Les mesures annoncées par le président de la République, dans son allocution du 10 décembre 2018, en réponse au mouvement des "Gilets jaunes" prennent forme. Parmi ces mesures figure la très attendue "prime exceptionnelle de pouvoir d’achat". Décryptage du projet de loi portant mesures d’urgence économiques et sociales.
NB : Les textes présentés ci-après n’étant qu’à l’état de projet, ils sont susceptibles d’évoluer d’ici leur adoption définitive.
Conditions d’exonération de la prime exceptionnelle
Le projet de loi permet le versement d'une prime facultative exonérée d'impôt sur le revenu et de toutes les cotisations et contributions sociales. Si l’employeur décide de verser cette prime exceptionnelle, elle doit remplir un certain nombre de conditions pour bénéficier de ces exonérations.
S’agissant des salariés concernés, la prime ne peut être versée qu'aux salariés :
- ayant perçu en 2018 une rémunération inférieure à trois fois la valeur du SMIC, soit 53 944,80 euros bruts.
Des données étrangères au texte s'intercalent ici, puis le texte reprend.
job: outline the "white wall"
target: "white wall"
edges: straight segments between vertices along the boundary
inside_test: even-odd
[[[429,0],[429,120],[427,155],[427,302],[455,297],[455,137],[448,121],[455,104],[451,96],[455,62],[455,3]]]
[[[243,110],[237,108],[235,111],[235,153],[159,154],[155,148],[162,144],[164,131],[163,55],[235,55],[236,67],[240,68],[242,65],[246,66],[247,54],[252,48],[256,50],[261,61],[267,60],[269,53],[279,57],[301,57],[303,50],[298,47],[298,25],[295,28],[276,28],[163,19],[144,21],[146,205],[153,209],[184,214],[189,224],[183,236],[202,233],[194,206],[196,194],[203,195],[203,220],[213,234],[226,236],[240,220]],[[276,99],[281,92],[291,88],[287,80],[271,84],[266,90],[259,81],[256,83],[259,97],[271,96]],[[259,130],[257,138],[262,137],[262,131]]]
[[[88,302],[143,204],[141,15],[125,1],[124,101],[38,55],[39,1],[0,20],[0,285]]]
À noter que la prime peut être attribuée soit à l’ensemble des salariés de l’entreprise dont la rémunération est inférieure à ce seuil, soit seulement à ceux dont la rémunération est inférieure à un plafond fixé par accord ou par décision unilatérale ;
- présents aux effectifs au 31 décembre 2018 ou à la date de versement de la prime s’il s’agit d’une date antérieure.
S’agissant des modalités afférentes à la prime :
- elle doit être versée entre le 11 décembre 2018 et le 31 mars 2019 ;
- son montant ne peut varier entre les bénéficiaires qu’en fonction des trois critères suivants : niveau de rémunération, durée de présence effective pendant l’année 2018, durée du travail prévue au contrat ;
- elle ne peut se substituer à des augmentations de rémunération ni à des primes prévues par un accord salarial, par le contrat de travail ou par les usages en vigueur dans l’entreprise ;
- en tout état de cause, elle ne peut être exonérée que dans la limite de 1 000 euros par bénéficiaire.
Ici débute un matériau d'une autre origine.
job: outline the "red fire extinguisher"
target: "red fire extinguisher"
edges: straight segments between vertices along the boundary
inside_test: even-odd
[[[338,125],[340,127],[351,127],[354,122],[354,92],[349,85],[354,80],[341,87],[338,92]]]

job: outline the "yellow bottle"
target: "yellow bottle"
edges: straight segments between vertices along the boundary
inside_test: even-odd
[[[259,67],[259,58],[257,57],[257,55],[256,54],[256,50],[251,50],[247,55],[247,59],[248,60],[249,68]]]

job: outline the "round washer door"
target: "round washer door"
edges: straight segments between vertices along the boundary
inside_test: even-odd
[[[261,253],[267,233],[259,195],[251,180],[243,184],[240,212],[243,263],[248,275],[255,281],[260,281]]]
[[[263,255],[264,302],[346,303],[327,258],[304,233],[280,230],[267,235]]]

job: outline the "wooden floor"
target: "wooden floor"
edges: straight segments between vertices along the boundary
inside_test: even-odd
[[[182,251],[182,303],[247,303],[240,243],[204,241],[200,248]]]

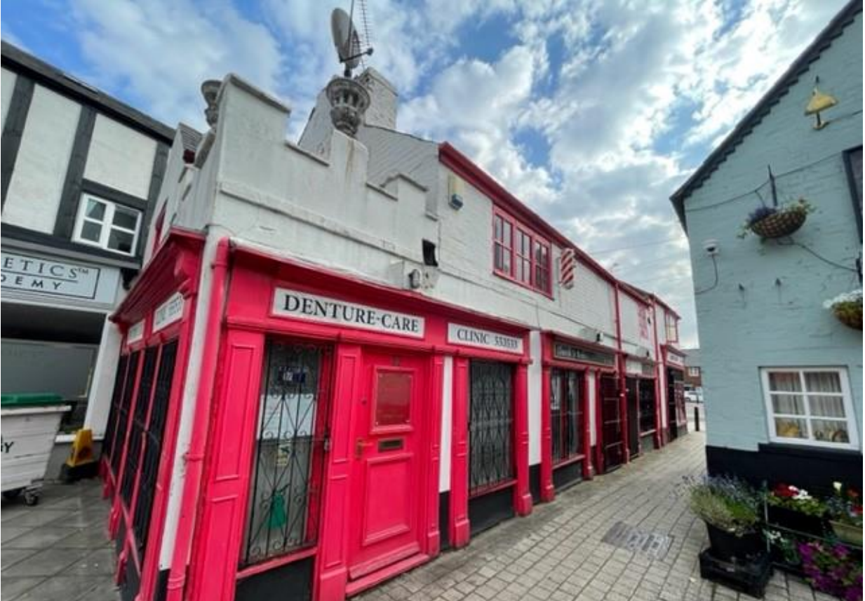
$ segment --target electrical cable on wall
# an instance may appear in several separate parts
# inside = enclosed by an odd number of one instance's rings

Le montant de la prime et la modulation de son niveau ainsi que le plafond limitant le champ des bénéficiaires font l’objet d’un accord d’entreprise conclu selon les modalités prévues en matière d’accord d’intéressement. Cet accord peut donc prendre la forme :
- • d’un accord d’entreprise de droit commun ;
- • d’un accord conclu avec le comité social et économique (CSE) ;
- • d'une ratification, à la majorité des deux tiers du personnel, d’un projet d’accord proposé par l’employeur.
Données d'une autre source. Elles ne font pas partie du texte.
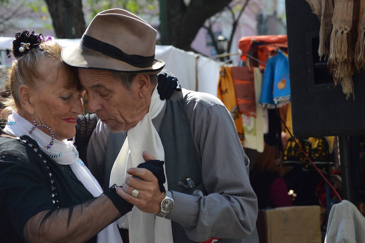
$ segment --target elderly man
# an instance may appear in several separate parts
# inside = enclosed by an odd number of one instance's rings
[[[62,50],[100,119],[88,148],[91,170],[105,187],[123,185],[118,194],[135,205],[118,222],[131,243],[241,242],[257,204],[232,118],[207,94],[183,89],[158,98],[156,74],[165,63],[154,59],[156,36],[139,17],[111,9]],[[135,168],[155,159],[165,161],[163,185]]]

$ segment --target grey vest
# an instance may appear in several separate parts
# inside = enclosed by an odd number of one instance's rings
[[[207,193],[203,186],[201,178],[201,158],[194,144],[185,110],[184,97],[191,91],[183,94],[174,92],[166,100],[166,109],[162,121],[160,137],[165,151],[165,167],[169,190],[191,194],[196,190]],[[107,144],[104,188],[109,186],[110,172],[113,164],[126,139],[126,133],[110,133]],[[245,162],[248,160],[245,158]],[[248,167],[247,167],[248,169]],[[178,185],[189,176],[195,184],[194,190],[189,191]],[[182,226],[171,221],[174,243],[192,243]],[[256,228],[255,228],[256,230]],[[256,233],[257,234],[257,233]],[[242,239],[222,239],[219,243],[238,243]],[[247,242],[245,240],[245,242]],[[257,242],[258,242],[258,240]]]

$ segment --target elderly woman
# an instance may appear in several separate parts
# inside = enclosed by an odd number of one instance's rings
[[[25,31],[13,42],[12,113],[0,132],[1,241],[122,242],[115,221],[133,205],[115,186],[103,192],[70,141],[84,92],[50,39]]]

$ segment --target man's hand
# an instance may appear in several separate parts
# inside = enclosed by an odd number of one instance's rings
[[[155,159],[145,151],[142,155],[145,161]],[[160,213],[161,203],[165,195],[165,193],[160,191],[158,181],[156,176],[152,172],[145,168],[130,168],[127,172],[132,176],[126,179],[122,189],[120,187],[117,188],[118,195],[142,212],[153,214]],[[139,192],[137,198],[131,195],[132,190],[134,189],[138,189]]]

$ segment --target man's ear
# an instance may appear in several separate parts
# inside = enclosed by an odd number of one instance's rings
[[[22,84],[19,87],[19,99],[20,105],[23,109],[30,114],[34,113],[32,92],[27,85]]]
[[[147,74],[137,74],[135,78],[138,82],[138,94],[140,97],[144,97],[150,94],[151,82],[150,75]]]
Néanmoins, afin de permettre aux entreprises qui le peuvent de procéder rapidement au versement de cette prime, l’ensemble de ces modalités peut être arrêté, jusqu'au 31 janvier 2019, par décision unilatérale. Dans ce cas, l’employeur en informe le CSE au plus tard le 31 mars 2019.
Autres mesures
S’agissant des heures supplémentaires et complémentaires, le projet de loi anticipe au 1er janvier 2019 l’entrée en vigueur de l'exonération de cotisations sociales salariales initialement prévue au 1er septembre 2019. Nouveauté, ces sommes sont également exonérées d’impôt sur le revenu dans une limite annuelle de 5 000 euros.
S’agissant du montant horaire du SMIC, celui-ci devrait augmenter de 1,5 % au 1er janvier 2019 pour s’établir à 10,03 euros brut. En outre, une hausse de 60 euros de la prime d’activité, à partir du 5 février 2019, ainsi qu’une extension de son champ d’application aux salariés percevant moins de 1,5 fois le SMIC (contre 1,2 auparavant) devraient permettre la hausse de 100 euros annoncée par le président de la République.
Enfin, le projet de loi entérine, s’agissant de la CSG prélevée sur les revenus de remplacement, le retour au taux réduit de 6,6 % pour les célibataires dont le revenu fiscal de référence est compris entre 14 548 euros et 22 350 euros, soit un revenu mensuel inférieur à environ 2 000 euros net.